3. Good health and well-being
Baby steps towards transparency in Portugal: disclosing financial transactions between the pharmaceutical industry and healthcare professionals
Over the last few decades, concerns about transparency – or lack thereof – in healthcare have risen in many countries and on several distinct levels. All over the world, the pharmaceutical industry makes direct financial transfers to healthcare professionals, such as doctors, nurses, pharmacists, and patient associations, in exchange for keynote talks at congresses, participation in conferences, advisory boards, and industry organized trainings, among others.
Research has shown that financial ties between the pharmaceutical industry and healthcare professionals can influence treatment decisions by physicians, introducing bias in clinical practice, decision-making, and policy. In most countries, these transfers are not disclosed and patients cannot know whether their doctor has financial connections to the company whose drug they is prescribing (the United States being a notable exception).
With Decreto-Lei 20/2013, published on the 14th of February, Portugal established a framework for mandatory disclosure of financial ties between the pharmaceutical industry and healthcare professionals. One important goal of this framework was to have a digital platform where all such transactions would be stored and easily accessible by any stakeholder.
That platform is hosted at the website of Infarmed IP, the national authority of medicines and health products, and can be accessed here. All transactions over 60€ are recorded in this platform. For each transaction, one can see the identity of the contributing and receiving entities, the amount of the transaction, and its purpose.
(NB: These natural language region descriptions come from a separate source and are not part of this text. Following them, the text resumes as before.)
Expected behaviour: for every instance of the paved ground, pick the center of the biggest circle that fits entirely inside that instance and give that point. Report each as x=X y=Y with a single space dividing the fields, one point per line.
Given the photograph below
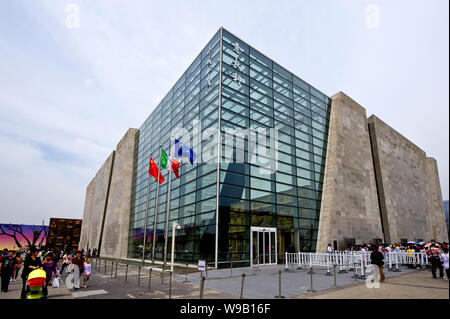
x=264 y=284
x=107 y=286
x=226 y=284
x=415 y=285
However, the platform does not enable users to make use of any of that information without a considerable investment in terms of time and effort.
The most important issue, from the viewpoint of patients, is that there is no search tool. Thus, patients cannot look up their doctors to see whether they have financial ties with the pharmaceutical industry and the extent of such ties. The data is there, but patients cannot easily make use of it.
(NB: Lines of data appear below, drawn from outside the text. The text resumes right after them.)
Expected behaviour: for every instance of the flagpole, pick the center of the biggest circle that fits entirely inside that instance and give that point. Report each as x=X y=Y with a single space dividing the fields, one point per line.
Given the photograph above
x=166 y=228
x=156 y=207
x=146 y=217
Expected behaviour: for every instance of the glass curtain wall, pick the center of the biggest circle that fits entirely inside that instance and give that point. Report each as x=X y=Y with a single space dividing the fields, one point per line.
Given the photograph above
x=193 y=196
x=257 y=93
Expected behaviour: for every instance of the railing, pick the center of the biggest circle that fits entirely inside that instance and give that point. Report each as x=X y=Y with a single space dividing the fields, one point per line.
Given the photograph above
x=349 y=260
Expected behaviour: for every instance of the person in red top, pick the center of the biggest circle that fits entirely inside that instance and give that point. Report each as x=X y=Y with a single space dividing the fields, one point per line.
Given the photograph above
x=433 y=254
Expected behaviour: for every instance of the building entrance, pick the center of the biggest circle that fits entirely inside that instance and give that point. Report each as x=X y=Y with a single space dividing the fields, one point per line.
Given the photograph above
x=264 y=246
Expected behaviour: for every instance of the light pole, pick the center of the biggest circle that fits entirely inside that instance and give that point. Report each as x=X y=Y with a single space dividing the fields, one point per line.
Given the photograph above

More broadly, there is no possibility of downloading the data in order to conduct a statistical analysis. As a result, society cannot easily learn about the characteristics of the financial transactions taking place between the pharmaceutical industry and healthcare professionals.
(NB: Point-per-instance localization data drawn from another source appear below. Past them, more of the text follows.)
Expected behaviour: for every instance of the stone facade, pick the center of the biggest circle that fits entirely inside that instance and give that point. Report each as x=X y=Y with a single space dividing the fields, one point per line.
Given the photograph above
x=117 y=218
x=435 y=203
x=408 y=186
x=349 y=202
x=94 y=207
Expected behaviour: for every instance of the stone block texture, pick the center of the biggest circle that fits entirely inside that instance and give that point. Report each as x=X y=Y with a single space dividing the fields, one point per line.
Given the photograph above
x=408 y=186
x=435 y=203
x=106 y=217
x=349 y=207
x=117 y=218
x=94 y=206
How much do transfers between the pharmaceutical industry and healthcare professionals amount to, annually? How much is a given patient association or physician receiving from pharmaceutical companies? Are transfers heavily concentrated amongst a small set of high-profile clinicians? How do these transfers behave around the product launch by a pharmaceutical company? These are all important questions that we could potentially get answers to, if only the transparency platform were more user-friendly.
Unfortunately, other European countries are not doing any better. Most of them have no government-imposed disclosure requirements and the industry has developed its own transparency measures. This results in a large degree of heterogeneity among countries regarding, for example, the nature of the transactions that should be reported. Moreover, most countries do not have a centralized platform where a full registry of the financial transactions between the pharmaceutical industry and healthcare providers is located: in Germany, Spain, Italy and Sweden, such data are only available on each individual company’s website or as separate PDFs on the industry association’s webpage.
Overall, European countries need to increase transparency regarding financial ties between the pharmaceutical industry and healthcare professionals. Government-imposed disclosures are a step in the right direction, but there is still a long way to go. Inspiration for enhancing the ease of accessibility and use of such data can be drawn from the United States.